The study limitations were as follows: the impossibility to show a predominance of one marker over another. We evaluated the expression of markers separately, and there was a lower number of individuals in the control group due to the lower indication of thyroidectomy in these cases. The strengths were as follows: the study was carried out with anatomopathological findings, thyrocytes, and intrathyroidal lymphocytes; the study contained many patients and immunohistochemical markers, as well as an evaluation of drugs in use and their effects on apoptotic mechanisms and cell proliferation.

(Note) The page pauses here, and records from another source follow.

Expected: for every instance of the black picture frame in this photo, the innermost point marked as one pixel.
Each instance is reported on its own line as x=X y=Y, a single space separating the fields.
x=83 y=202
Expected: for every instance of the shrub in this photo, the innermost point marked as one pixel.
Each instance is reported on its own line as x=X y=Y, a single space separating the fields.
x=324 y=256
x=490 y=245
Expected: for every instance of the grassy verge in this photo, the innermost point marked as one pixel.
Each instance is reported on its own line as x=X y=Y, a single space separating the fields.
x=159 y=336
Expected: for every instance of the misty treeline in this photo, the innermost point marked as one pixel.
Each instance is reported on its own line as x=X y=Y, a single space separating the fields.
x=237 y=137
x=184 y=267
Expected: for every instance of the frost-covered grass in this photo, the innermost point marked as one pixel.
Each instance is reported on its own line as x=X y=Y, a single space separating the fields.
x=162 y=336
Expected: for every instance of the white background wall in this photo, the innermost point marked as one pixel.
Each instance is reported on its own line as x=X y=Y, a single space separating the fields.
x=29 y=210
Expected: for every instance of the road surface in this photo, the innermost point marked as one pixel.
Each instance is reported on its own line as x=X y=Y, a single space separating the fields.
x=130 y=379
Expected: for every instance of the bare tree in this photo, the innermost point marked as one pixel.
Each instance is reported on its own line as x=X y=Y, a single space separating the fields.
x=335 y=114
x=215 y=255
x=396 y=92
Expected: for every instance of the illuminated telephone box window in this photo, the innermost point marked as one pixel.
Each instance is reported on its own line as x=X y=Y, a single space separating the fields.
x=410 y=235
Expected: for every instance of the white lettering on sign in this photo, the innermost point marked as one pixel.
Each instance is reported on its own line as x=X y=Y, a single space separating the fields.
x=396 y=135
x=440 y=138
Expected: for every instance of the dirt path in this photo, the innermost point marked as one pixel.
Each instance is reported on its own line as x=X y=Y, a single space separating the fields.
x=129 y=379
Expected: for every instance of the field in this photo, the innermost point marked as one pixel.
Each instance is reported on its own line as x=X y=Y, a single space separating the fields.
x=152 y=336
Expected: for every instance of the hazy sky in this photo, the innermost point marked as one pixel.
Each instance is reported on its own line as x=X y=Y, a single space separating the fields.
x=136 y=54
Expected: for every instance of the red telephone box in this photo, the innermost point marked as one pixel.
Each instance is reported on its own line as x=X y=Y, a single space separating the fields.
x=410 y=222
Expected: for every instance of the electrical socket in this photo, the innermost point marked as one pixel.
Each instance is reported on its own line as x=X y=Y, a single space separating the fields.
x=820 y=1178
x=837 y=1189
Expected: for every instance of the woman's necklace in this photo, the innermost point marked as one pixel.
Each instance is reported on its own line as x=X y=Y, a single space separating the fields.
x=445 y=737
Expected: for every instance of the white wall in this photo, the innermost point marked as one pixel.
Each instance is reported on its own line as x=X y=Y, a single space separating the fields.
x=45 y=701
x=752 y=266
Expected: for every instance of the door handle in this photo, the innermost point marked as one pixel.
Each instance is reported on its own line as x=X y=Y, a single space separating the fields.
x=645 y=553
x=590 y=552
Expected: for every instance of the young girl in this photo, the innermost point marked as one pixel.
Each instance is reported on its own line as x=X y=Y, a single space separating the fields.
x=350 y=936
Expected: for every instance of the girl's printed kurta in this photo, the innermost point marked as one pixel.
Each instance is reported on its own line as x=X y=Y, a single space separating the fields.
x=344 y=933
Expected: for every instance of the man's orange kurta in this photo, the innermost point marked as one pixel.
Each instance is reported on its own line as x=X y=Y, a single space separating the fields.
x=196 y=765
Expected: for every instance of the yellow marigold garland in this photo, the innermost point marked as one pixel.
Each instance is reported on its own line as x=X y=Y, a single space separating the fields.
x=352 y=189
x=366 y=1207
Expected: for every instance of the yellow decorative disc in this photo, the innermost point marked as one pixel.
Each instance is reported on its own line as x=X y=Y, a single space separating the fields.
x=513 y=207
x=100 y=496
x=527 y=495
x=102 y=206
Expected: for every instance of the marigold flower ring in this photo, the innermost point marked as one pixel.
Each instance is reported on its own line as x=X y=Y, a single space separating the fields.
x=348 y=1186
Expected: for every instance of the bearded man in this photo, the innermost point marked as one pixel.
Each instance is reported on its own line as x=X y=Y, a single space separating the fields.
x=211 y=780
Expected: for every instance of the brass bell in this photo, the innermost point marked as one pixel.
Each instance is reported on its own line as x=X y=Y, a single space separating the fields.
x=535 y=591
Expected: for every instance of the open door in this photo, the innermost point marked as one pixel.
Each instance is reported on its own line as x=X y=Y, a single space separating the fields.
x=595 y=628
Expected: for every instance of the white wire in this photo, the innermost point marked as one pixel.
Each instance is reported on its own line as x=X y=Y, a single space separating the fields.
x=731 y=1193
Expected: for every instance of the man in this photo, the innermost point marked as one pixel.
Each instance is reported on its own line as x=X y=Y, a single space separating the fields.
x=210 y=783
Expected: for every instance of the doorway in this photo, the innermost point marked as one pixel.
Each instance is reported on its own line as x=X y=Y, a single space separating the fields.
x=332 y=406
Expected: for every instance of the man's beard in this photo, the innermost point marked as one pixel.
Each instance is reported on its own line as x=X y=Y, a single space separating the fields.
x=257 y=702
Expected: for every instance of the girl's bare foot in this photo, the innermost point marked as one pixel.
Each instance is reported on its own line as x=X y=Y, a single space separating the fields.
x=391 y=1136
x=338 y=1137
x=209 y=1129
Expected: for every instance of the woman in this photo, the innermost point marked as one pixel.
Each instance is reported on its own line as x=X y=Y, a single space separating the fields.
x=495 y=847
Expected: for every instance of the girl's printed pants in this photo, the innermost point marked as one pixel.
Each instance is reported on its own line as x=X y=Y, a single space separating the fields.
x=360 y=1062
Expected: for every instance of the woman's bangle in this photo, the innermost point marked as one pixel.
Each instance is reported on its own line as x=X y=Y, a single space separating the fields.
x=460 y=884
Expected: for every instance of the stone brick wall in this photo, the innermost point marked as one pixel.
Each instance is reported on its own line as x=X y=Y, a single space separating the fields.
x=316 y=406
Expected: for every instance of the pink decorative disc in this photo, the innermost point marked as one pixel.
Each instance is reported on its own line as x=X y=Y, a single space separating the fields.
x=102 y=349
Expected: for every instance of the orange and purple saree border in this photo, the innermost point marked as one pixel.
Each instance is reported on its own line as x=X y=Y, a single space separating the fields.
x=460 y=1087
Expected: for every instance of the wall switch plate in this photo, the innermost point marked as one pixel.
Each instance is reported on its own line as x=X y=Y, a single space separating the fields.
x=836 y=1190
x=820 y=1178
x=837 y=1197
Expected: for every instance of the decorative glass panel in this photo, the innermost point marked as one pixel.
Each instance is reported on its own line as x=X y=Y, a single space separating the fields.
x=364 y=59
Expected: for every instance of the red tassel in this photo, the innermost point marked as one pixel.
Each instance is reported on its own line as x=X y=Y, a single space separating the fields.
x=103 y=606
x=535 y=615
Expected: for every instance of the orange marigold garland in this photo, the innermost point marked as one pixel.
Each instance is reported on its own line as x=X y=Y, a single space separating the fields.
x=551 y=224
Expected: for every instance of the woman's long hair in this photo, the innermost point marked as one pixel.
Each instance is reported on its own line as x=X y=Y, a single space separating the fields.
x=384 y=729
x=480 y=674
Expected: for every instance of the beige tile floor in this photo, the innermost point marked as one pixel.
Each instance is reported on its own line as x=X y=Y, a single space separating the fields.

In conclusion, the recognition of thionamides as immunomodulatory drugs, with alteration of the lymphocytic infiltrate in patients who use them, and RIT as a lymphocyte sparer represents significant findings obtained from this study. We believe that these findings in the immunohistochemical expression of cell antiproliferation (p27Kip1 on intrathyroidal lymphocytes), apoptotic (BID on thyroid cells and intrathyroidal lymphocytes), and antiapoptotic (MCL-1 on thyroid cells and intrathyroidal lymphocytes) markers may be relevant in the development of new drugs and a better understanding of the pathophysiology of these diseases. Additionally, understanding the role of beta-blockers, more specifically propranolol, in GD has been poorly explored in thyroid studies, although it has been described as an important aid in melanoma cells and cardiac cells. Therefore, the greater BID (apoptotic) expression in the thyrocytes and lower expression of MCL-1 (antiapoptotic) in lymphocytes may lead to the routine use of these drugs in therapy for Graves' disease, changing its indication. Further studies are needed to better understand the pathophysiology of these diseases and to better target the therapeutic regimen for less need for surgeries and complications.